These are the battles that we must fight, not only as a nation but as a global community. These are the battles on which history - and our people - will judge us. These are the battles to which the mosque and the church must contribute, along with governments and other organisations and families.

Empowerment of women is one part of this battle. Today women pilots fly planes in Pakistan, women serve as judges in the superior judiciary, women work in police stations, women work in our civil service, our foreign service and our media. Our working women uphold the Islamic principle that all individuals are equal in the eyes of God. By empowering our women, we work for our goal of population stabilisation and, with it, promotion of human dignity.

Regrettably, the conference document contains serious flaws striking at the heart of a great many cultural values, in the North and in the South, in the mosque and in the church.

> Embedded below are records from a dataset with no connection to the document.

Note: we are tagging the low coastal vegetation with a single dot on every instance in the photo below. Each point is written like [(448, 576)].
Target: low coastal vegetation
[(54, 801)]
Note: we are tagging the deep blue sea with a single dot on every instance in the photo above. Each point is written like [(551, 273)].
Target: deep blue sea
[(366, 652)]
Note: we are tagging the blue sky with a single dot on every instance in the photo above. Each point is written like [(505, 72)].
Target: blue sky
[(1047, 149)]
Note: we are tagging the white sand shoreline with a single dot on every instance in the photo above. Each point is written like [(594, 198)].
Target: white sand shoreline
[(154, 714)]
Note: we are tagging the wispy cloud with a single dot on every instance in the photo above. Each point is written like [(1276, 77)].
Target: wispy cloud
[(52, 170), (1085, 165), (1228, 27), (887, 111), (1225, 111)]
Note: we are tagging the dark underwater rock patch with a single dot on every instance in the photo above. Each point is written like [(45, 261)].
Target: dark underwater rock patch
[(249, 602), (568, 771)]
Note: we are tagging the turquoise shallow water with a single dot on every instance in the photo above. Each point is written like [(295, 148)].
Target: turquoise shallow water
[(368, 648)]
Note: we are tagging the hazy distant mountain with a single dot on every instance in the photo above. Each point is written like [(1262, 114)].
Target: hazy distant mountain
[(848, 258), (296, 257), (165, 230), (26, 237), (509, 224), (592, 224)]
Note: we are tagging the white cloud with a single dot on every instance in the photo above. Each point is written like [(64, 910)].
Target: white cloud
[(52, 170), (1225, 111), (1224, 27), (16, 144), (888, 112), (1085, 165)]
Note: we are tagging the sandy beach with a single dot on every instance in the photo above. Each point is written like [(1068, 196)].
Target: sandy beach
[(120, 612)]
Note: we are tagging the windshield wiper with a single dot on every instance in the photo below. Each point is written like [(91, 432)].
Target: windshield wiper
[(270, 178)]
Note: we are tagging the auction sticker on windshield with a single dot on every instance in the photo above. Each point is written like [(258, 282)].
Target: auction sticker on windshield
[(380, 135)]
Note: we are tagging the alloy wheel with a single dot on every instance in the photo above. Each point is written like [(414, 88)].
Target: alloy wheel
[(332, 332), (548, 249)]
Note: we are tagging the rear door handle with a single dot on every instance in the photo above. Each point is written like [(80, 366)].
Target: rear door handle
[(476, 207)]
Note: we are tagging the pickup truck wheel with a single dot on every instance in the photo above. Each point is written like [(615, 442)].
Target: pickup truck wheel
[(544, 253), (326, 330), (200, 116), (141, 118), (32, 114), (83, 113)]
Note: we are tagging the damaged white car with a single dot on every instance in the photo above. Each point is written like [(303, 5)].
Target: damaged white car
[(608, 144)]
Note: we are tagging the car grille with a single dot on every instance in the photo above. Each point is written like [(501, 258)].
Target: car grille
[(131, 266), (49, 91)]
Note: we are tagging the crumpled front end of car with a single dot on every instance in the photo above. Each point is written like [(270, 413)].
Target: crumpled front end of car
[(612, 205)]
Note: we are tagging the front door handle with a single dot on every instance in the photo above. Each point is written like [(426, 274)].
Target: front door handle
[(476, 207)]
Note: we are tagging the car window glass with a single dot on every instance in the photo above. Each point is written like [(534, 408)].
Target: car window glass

In Pakistan, our response will doubtless be shaped by our belief in the eternal teachings of Islam, a dynamic religion committed to human progress. The Holy Quran says: 'Allah wishes you ease, and wishes not hardship for you.'

Again, the Holy Book says: 'He has chosen you, and has not laid on you any hardship in religion.'

The followers of Islam have no conceptual difficulty in addressing questions of regulating population in the light of available resources. The only constraint is that the process must be consistent with abiding moral principles.

Islam lays a great deal of stress on the sanctity of life. The Holy Book tells us: 'Kill not your children on a plea of want. We provide sustenance for them and for you.' Islam, therefore, except in exceptional circumstances, rejects abortion as a method of population control.

There is little compromise on Islam's emphasis on the family unit. The traditional family is the basic unit on which any society rests. It is the anchor on which the individual relies. Islam aims at harmonious lives built upon a bedrock of conjugal fidelity and parental responsibility.

Muslims, with their overriding commitment to knowledge, would have no difficulty with dissemination of information about reproductive health, so long as its modalities remain compatible with their religious and spiritual heritage. Lack of an adequate infrastructure of services, not ideology, is our basic problem.

This is an abridged version of the address Benazir Bhutto, Prime Minister of Pakistan, gave to the world population conference in Cairo.